The case studies (as you might expect) show that putting full-motion advertising screens near busy roads does not tend to increase the number of serious accidents or injuries. But although the amount of vehicle traffic along Fulton Road is not as great as a city centre road in Manchester, Liverpool or Nottingham, the number of pedestrians walking up and down Olympic Way, and crossing Fulton Road, is very large. It is also likely to increase even further as more and more Wembley Park developments are completed.
It would only take one driver of a bus or heavy lorry coming along Fulton Road, or one pedestrian walking up Olympic Way from the station, to be distracted by a moving advert on that screen at the wrong moment, for a serious accident to occur. In my opinion, even one such accident would be one too many.

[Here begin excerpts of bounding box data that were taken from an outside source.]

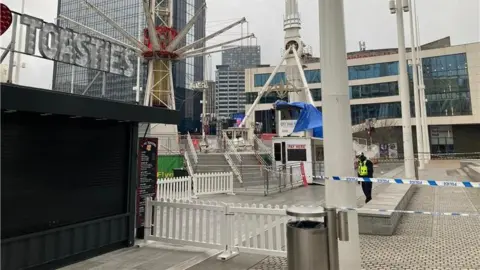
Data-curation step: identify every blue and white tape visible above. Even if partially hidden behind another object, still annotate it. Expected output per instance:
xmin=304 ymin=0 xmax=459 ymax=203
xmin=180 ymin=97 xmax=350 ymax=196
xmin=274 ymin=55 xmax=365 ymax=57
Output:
xmin=338 ymin=207 xmax=480 ymax=217
xmin=315 ymin=176 xmax=480 ymax=188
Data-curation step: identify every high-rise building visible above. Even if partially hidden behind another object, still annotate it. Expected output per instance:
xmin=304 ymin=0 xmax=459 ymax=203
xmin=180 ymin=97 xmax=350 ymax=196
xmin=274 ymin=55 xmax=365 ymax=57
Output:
xmin=53 ymin=0 xmax=206 ymax=132
xmin=215 ymin=46 xmax=261 ymax=119
xmin=205 ymin=81 xmax=216 ymax=115
xmin=245 ymin=37 xmax=480 ymax=155
xmin=222 ymin=46 xmax=261 ymax=70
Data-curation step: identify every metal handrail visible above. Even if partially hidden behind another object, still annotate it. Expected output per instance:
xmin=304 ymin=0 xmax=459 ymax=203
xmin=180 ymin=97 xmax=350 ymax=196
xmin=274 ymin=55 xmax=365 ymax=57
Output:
xmin=183 ymin=151 xmax=195 ymax=176
xmin=187 ymin=132 xmax=198 ymax=164
xmin=223 ymin=152 xmax=243 ymax=184
xmin=223 ymin=132 xmax=242 ymax=162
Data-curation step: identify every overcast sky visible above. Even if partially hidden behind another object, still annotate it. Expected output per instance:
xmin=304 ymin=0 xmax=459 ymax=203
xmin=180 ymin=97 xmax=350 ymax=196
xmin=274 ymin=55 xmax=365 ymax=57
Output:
xmin=1 ymin=0 xmax=480 ymax=88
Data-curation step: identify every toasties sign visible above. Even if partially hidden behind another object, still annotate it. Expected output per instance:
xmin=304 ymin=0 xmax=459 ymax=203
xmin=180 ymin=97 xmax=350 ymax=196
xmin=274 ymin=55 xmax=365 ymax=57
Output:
xmin=20 ymin=15 xmax=136 ymax=77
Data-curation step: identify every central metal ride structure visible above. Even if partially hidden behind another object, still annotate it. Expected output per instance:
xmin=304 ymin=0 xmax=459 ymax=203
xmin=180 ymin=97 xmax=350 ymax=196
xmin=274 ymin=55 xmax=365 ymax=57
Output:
xmin=59 ymin=0 xmax=254 ymax=135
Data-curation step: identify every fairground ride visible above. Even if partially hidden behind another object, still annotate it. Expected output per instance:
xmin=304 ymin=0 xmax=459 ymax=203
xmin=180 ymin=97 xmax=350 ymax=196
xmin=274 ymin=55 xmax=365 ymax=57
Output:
xmin=59 ymin=0 xmax=254 ymax=135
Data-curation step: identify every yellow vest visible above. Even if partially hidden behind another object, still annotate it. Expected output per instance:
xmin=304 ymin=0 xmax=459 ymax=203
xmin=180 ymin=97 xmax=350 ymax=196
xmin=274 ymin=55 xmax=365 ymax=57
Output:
xmin=358 ymin=160 xmax=368 ymax=176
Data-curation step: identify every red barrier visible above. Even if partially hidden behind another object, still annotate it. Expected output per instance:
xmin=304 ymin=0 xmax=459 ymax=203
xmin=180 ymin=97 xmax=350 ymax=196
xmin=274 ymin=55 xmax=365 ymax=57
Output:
xmin=300 ymin=162 xmax=308 ymax=186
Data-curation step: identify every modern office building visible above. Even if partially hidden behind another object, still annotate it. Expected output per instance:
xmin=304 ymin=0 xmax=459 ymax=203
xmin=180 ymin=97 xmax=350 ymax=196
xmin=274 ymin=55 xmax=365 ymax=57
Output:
xmin=205 ymin=81 xmax=216 ymax=116
xmin=245 ymin=37 xmax=480 ymax=153
xmin=215 ymin=46 xmax=261 ymax=119
xmin=53 ymin=0 xmax=206 ymax=132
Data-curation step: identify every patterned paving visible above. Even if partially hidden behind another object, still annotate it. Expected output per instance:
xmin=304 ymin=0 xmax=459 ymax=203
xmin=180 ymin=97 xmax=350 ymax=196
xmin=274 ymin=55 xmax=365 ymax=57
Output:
xmin=251 ymin=169 xmax=480 ymax=270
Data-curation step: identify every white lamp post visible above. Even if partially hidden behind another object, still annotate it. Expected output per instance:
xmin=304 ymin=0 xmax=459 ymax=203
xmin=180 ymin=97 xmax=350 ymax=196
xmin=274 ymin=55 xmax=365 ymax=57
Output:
xmin=14 ymin=0 xmax=25 ymax=84
xmin=389 ymin=0 xmax=415 ymax=179
xmin=319 ymin=0 xmax=361 ymax=270
xmin=408 ymin=0 xmax=425 ymax=170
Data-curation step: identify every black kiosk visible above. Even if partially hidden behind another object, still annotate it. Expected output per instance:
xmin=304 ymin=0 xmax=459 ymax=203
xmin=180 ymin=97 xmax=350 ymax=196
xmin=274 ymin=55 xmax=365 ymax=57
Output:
xmin=1 ymin=84 xmax=179 ymax=270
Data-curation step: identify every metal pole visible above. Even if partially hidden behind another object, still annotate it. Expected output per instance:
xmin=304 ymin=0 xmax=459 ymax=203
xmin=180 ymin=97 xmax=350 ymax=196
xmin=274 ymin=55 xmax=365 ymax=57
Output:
xmin=238 ymin=47 xmax=290 ymax=129
xmin=102 ymin=72 xmax=107 ymax=97
xmin=396 ymin=0 xmax=415 ymax=179
xmin=70 ymin=65 xmax=75 ymax=94
xmin=319 ymin=0 xmax=361 ymax=270
xmin=414 ymin=7 xmax=431 ymax=163
xmin=15 ymin=0 xmax=25 ymax=84
xmin=7 ymin=16 xmax=18 ymax=83
xmin=202 ymin=89 xmax=207 ymax=141
xmin=0 ymin=41 xmax=12 ymax=64
xmin=135 ymin=2 xmax=143 ymax=104
xmin=408 ymin=0 xmax=425 ymax=170
xmin=325 ymin=207 xmax=340 ymax=270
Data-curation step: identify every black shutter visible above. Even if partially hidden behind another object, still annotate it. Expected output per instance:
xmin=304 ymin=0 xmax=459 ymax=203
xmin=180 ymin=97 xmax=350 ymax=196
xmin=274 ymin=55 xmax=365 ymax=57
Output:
xmin=1 ymin=112 xmax=130 ymax=239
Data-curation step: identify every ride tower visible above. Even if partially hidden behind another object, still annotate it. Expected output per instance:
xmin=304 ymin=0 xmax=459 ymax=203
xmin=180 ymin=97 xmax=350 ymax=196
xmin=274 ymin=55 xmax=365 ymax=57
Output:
xmin=59 ymin=0 xmax=255 ymax=148
xmin=239 ymin=0 xmax=323 ymax=183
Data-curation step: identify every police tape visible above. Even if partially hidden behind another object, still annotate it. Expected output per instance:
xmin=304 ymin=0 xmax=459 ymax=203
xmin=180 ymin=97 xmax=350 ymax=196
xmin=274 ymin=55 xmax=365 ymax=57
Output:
xmin=313 ymin=176 xmax=480 ymax=188
xmin=337 ymin=207 xmax=480 ymax=217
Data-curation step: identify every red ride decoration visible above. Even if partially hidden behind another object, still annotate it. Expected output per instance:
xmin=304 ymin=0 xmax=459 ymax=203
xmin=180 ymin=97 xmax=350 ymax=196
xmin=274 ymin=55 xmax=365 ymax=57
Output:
xmin=0 ymin=4 xmax=13 ymax=36
xmin=143 ymin=26 xmax=178 ymax=57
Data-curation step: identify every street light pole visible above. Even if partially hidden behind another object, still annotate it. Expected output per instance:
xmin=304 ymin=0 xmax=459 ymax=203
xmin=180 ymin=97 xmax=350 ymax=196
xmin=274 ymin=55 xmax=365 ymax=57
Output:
xmin=408 ymin=0 xmax=425 ymax=170
xmin=390 ymin=0 xmax=415 ymax=179
xmin=318 ymin=0 xmax=361 ymax=270
xmin=414 ymin=2 xmax=431 ymax=161
xmin=15 ymin=0 xmax=25 ymax=84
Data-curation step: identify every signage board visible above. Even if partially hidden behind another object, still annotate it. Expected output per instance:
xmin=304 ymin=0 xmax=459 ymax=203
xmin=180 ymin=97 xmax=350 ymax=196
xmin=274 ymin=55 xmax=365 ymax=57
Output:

As advertising is involved, the screens also had to obtain advertisement consent, and the approval of that application (ref: 18/1796) contained an identical condition to “Condition 13” in the Boxpark planning approval. The agent’s covering letter with the latest application acknowledges the reasons given in the Planning Report for that:
‘Concerns were previously raised with regard to distraction of drivers from moving images along the Fulton Road frontage and the northern end of the Olympic Way frontage, with road safety studies undertaken by the Transport Research Laboratory highlighting the significantly greater impairment to driving performance presented by moving images, as compared to static displays.’
Despite this, the letter goes on:
‘The applicant is however of the view that the provision of full motion images on the LED screens would be entirely acceptable in terms of public safety and highway safety and that Condition 13 of 17/4877 should be removed and an amended application for advertisement consent be issued.’
That view is unsurprising, because the application would not have been made unless Open Outdoor Media Ltd thought there was a chance that they might get that condition removed. And if it is removed, they will, of course, be able to generate more profits by selling full motion advertisements, rather than just static ones.
Surely, this latest application will be rejected, on the same public safety grounds that saw the condition imposed in the first place, won’t it? Having looked at Brent’s planning website, I do have some concerns, including that the expected decision level is “Delegated Team Manager”, rather than the borough’s Planning Committee which decided the original application.
A greater concern is the amount of consultation on application 21/0379. The list of those consulted on the application only contains two addresses. The first is Brent Civic Centre (the Council’s Transportation Unit has been asked to comment). The second is 180 Great Portland Street, London W1W 5QZ. Puzzled? That is the registered office address of Quintain Ltd (joint owners, through BPQW Ltd, of Wembley’s Boxpark business).
On the original application, consultee comments on public safety matters had been submitted by the Metropolitan Police and by Brent’s Public Safety Manager. Why were they not consulted this time? And what about consulting Wembley Stadium, the residents’ associations for blocks of flats whose leaseholders use the crossing on a daily basis, or the owners of student accommodation buildings in the area? It’s almost as if Brent’s planners wish to avoid there being any objections to this application – but that can’t be right, can it?
In my opinion, the risk of death or serious injury at this location is too great for this application to be approved, so I have submitted an objection. If you agree with me, you can make your objection on the Council’s planning website for application 21/0379.